製品面でも、「RICOH GR IIIx」がiFデザインアワード2022を受賞するなど、デザインと機能性の両面で高く評価されています。また、日経スマートワーク大賞2023のイノベーション力部門賞を受賞し、働き方改革の推進企業として認識されています。
さらに、日経SDGs経営調査では5年連続で最上位の星5に認定されており、持続可能な開発目標への取り組みが継続的に評価されています。
グローバル展開と地域貢献
リコーは世界約200の国と地域で事業を展開するグローバルカンパニーとして、各地域のニーズに対応したサービス提供を実現しています。特に日本国内では、リコージャパンが全国354拠点を通じて地域に密着したサービスを提供しています。
リコージャパンのコンセプトは「Customer’s Customer Success」であり、ICTを活用したサービスを通じて、お客様企業の成功だけでなく、お客様企業のその先にいる顧客にまで届く価値を創出することを目指しています。地域の企業に貢献することで、地域社会全体に貢献する存在になることを目標としており、「地域社会になくてはならない、企業のプラットフォーム機能」を目指しています。
ビジネスソリューションの多様性
リコーが提供するソリューションは、業種や業務ごとの課題に対応した多様なものです。地域のお客さまに寄り添い、業種業務ごとの課題を見つけ出し、最適なデジタルサービスを提供することで、お客さまの「はたらく」歓びを実現するお手伝いをしています。

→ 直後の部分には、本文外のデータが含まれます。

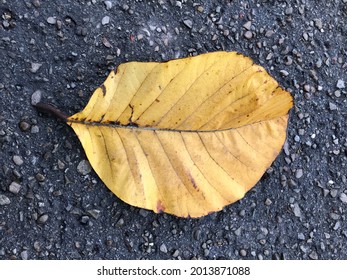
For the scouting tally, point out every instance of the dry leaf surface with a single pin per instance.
(186, 136)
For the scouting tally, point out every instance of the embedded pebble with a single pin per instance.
(4, 200)
(297, 210)
(84, 167)
(332, 106)
(343, 197)
(105, 20)
(24, 126)
(248, 25)
(36, 97)
(340, 84)
(188, 23)
(35, 67)
(108, 5)
(24, 255)
(298, 173)
(52, 20)
(14, 187)
(313, 255)
(42, 219)
(243, 253)
(248, 34)
(18, 160)
(163, 248)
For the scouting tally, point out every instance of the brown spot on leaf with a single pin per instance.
(193, 182)
(160, 206)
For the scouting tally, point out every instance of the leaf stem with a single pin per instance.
(48, 108)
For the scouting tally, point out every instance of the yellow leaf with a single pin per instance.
(186, 136)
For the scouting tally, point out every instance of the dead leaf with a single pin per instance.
(187, 136)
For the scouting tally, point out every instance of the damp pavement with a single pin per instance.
(54, 206)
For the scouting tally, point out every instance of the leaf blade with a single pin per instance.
(171, 155)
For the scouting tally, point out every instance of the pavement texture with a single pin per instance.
(53, 206)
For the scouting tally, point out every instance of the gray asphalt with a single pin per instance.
(53, 206)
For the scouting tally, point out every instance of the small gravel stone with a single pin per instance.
(313, 255)
(4, 200)
(340, 84)
(84, 219)
(144, 213)
(105, 20)
(268, 202)
(52, 20)
(35, 67)
(18, 160)
(301, 236)
(163, 248)
(243, 253)
(296, 210)
(14, 187)
(318, 23)
(248, 34)
(298, 173)
(108, 5)
(188, 23)
(24, 255)
(84, 167)
(343, 197)
(248, 25)
(332, 106)
(95, 213)
(42, 219)
(176, 253)
(24, 126)
(36, 97)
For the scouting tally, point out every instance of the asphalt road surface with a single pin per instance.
(53, 206)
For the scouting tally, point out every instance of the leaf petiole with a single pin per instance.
(50, 109)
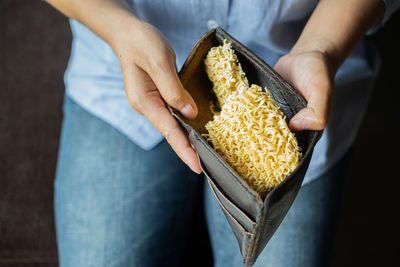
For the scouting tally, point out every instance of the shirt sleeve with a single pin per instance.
(391, 6)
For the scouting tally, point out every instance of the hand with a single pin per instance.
(312, 74)
(148, 67)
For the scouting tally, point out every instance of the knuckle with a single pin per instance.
(159, 62)
(135, 104)
(174, 98)
(170, 132)
(321, 122)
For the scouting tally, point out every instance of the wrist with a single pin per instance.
(322, 46)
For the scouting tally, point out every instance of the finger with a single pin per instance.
(165, 77)
(153, 107)
(316, 115)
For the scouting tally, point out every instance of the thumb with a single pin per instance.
(171, 89)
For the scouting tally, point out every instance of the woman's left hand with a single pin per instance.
(311, 73)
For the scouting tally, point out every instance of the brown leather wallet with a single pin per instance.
(253, 219)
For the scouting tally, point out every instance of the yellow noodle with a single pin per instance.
(250, 132)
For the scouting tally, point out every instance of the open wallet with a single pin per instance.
(253, 219)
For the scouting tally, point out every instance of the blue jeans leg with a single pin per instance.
(305, 237)
(115, 204)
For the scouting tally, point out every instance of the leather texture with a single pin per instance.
(252, 219)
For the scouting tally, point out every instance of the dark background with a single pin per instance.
(34, 49)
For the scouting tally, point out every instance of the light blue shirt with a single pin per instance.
(267, 27)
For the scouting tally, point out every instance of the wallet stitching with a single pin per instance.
(228, 168)
(230, 215)
(230, 202)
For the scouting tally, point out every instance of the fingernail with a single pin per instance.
(188, 111)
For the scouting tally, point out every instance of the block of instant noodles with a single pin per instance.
(253, 163)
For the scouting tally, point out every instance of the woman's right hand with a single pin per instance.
(148, 67)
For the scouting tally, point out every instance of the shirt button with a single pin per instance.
(212, 24)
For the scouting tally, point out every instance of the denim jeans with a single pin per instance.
(118, 205)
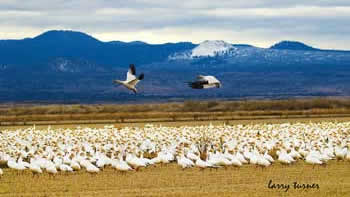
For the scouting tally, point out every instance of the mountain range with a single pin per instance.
(73, 67)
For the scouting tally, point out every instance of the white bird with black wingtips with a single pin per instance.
(131, 79)
(204, 82)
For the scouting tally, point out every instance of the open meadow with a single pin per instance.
(170, 180)
(331, 178)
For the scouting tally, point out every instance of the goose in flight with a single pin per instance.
(131, 79)
(205, 82)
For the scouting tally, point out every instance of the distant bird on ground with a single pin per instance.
(205, 82)
(131, 79)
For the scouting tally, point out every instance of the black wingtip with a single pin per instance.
(195, 85)
(132, 68)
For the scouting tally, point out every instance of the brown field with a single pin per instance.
(175, 112)
(171, 180)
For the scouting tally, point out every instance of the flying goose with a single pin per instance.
(205, 82)
(131, 79)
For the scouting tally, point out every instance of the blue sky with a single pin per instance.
(320, 23)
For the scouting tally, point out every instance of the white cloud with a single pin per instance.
(322, 23)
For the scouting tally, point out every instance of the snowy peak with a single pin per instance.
(292, 45)
(211, 48)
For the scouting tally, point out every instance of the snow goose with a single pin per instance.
(131, 79)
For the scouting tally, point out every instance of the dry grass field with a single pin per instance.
(171, 180)
(333, 179)
(166, 112)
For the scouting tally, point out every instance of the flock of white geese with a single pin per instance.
(130, 148)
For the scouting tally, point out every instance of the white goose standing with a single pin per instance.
(131, 79)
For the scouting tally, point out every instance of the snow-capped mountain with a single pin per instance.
(72, 66)
(208, 48)
(211, 48)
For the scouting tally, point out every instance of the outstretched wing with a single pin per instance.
(197, 84)
(212, 80)
(136, 80)
(131, 73)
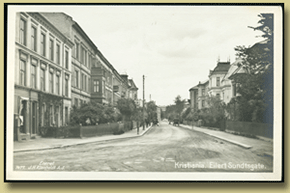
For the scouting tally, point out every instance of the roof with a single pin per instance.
(203, 82)
(234, 66)
(193, 88)
(222, 67)
(238, 71)
(133, 85)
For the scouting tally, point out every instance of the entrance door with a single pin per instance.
(33, 124)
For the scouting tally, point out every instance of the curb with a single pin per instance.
(63, 146)
(224, 139)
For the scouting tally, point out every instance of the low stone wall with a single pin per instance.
(250, 128)
(106, 129)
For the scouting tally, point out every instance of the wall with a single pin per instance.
(250, 128)
(105, 129)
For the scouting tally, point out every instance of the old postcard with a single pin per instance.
(134, 92)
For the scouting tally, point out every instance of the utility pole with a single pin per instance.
(143, 102)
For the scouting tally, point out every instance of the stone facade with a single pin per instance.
(57, 66)
(42, 75)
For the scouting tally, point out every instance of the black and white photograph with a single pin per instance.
(144, 92)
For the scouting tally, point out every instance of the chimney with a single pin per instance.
(125, 77)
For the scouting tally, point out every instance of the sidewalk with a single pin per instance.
(52, 143)
(258, 146)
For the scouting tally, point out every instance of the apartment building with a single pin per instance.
(83, 56)
(42, 75)
(215, 78)
(57, 66)
(220, 83)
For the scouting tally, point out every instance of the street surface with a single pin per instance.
(164, 148)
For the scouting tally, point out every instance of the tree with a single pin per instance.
(127, 108)
(256, 88)
(152, 111)
(179, 105)
(92, 113)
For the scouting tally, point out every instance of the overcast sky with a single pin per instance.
(173, 46)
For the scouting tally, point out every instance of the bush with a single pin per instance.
(60, 132)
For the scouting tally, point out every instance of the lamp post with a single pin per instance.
(143, 102)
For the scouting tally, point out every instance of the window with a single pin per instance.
(33, 38)
(42, 44)
(77, 50)
(89, 60)
(51, 115)
(42, 80)
(82, 54)
(22, 34)
(77, 78)
(22, 73)
(83, 82)
(85, 57)
(89, 85)
(57, 53)
(85, 85)
(56, 116)
(66, 115)
(33, 76)
(218, 81)
(51, 82)
(103, 88)
(95, 86)
(57, 85)
(43, 115)
(66, 59)
(51, 49)
(66, 87)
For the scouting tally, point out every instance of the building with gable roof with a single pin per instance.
(42, 75)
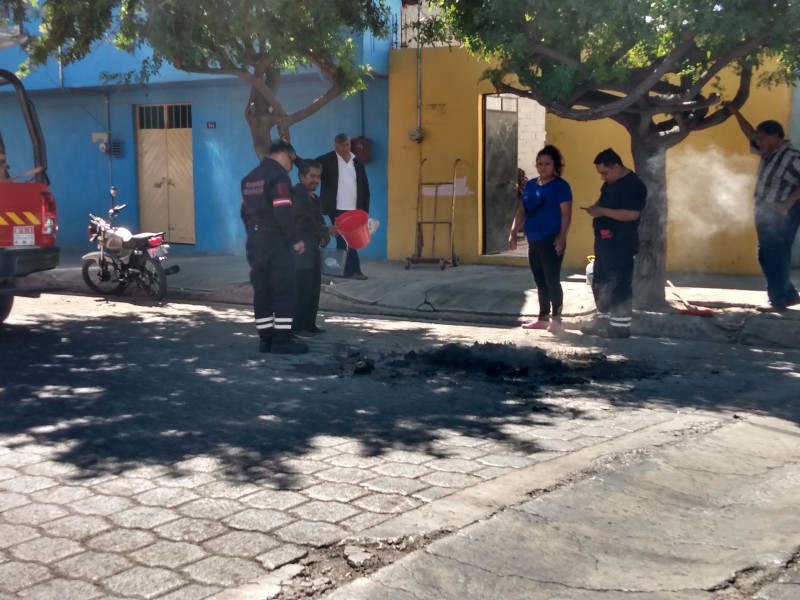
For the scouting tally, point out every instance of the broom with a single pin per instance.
(690, 310)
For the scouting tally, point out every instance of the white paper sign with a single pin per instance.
(23, 236)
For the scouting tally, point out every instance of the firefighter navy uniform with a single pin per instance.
(616, 243)
(271, 234)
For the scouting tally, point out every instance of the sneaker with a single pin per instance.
(538, 324)
(555, 326)
(289, 346)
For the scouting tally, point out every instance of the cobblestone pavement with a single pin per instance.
(149, 452)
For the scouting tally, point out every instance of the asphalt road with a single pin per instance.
(150, 451)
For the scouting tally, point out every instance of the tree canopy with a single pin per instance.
(256, 40)
(653, 66)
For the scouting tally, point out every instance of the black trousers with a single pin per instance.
(308, 289)
(612, 283)
(545, 265)
(273, 277)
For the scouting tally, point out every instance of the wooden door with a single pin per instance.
(166, 183)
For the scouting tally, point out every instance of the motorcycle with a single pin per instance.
(123, 258)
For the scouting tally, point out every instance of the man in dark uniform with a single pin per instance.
(272, 239)
(616, 242)
(344, 187)
(314, 233)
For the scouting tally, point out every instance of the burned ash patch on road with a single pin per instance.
(505, 362)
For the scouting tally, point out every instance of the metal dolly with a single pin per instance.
(419, 243)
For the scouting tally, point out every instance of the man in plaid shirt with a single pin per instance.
(777, 210)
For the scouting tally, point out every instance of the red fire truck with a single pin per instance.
(28, 219)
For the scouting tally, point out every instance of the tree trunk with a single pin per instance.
(261, 119)
(649, 275)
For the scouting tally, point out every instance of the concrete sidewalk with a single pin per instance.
(704, 519)
(484, 294)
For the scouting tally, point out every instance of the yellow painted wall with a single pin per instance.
(710, 175)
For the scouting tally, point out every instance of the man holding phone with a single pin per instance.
(616, 241)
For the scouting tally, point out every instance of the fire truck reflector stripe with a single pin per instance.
(32, 218)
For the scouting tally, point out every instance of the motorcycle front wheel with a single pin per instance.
(105, 282)
(154, 280)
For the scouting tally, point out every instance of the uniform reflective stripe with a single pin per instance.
(283, 322)
(32, 218)
(265, 323)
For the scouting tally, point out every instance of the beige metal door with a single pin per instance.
(166, 186)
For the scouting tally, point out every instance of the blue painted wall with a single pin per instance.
(72, 103)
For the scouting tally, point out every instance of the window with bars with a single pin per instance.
(165, 116)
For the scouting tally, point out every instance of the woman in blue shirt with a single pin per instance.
(545, 211)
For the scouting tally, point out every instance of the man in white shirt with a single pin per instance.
(344, 187)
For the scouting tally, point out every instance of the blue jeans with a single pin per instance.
(546, 268)
(776, 233)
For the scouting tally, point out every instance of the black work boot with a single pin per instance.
(284, 343)
(265, 341)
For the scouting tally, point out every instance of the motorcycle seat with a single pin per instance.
(140, 239)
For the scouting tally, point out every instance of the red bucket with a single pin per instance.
(353, 226)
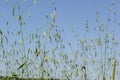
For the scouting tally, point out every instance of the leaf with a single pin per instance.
(21, 66)
(1, 32)
(99, 42)
(13, 11)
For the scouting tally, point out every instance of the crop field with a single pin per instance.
(59, 40)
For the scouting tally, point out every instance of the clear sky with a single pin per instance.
(70, 14)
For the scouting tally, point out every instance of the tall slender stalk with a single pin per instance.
(114, 69)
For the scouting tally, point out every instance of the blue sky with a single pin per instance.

強みであるデジタル複合機などのドキュメント領域をベースに、多彩なICTソリューションを提供することで、顧客の業務効率化やデジタル化を支援しています。これにより、顧客のビジネス成功に貢献することを目指しています。
今後の展開と注目点
リコーは継続的に新しい技術や事業領域への投資を行っています。デジタルツインやAI、ペロブスカイト太陽電池など、最先端技術を活用した新しいソリューション開発に取り組んでおり、これらが今後の事業成長を支える要素となることが期待されています。
また、ESGと事業成長の同軸化という経営方針のもと、サステナブルな製品・サービスの拡大を推進することで、社会課題の解決と企業価値の向上を同時に実現しようとしています。
まとめ
リコーは、世界約200の国と地域で事業を展開するグローバルカンパニーであり、デジタルサービス、オフィス向け機器、商用・産業印刷機器など多岐にわたる製品やサービスを提供しています。2025年3月期のグループ連結売上高2兆5,278億円という規模を背景に、世界約140万社の顧客基盤を活かした事業展開を行っています。
リコーの競争力は、エッジデバイスとデジタルの技術力、そして顧客課題に対応した多様なソリューション提供能力にあります。RICOH THETAやRICOH Pro C9500などの革新的な製品から、デジタルツインやAIを活用した最先端ソリューションまで、幅広い製品ラインアップが特徴です。
さらに、ESGと事業成長の同軸化を掲げ、世界で最も持続可能な100社に14度選定されるなど、サステナビリティへの取り組みが高く評価されています。働き方改革の推進、従業員の健康と福祉の重視、地域社会への貢献など、企業としての社会的責任を果たしながら事業成長を目指しています。
リコー株:技術力とESGが支える投資の魅力をまとめました
リコーは、デジタルサービスを中心とした総合的なソリューション提供企業として、世界中の顧客に価値を提供し続けています。グローバルな事業展開と日本国内での地域密着型サービスの両立、最先端技術への投資とサステナビリティへの取り組み、そして働きやすい職場環境の実現など、多面的な強みを持つ企業です。今後も、技術革新と社会課題解決を通じて、顧客と社会に貢献し続けることが期待されています。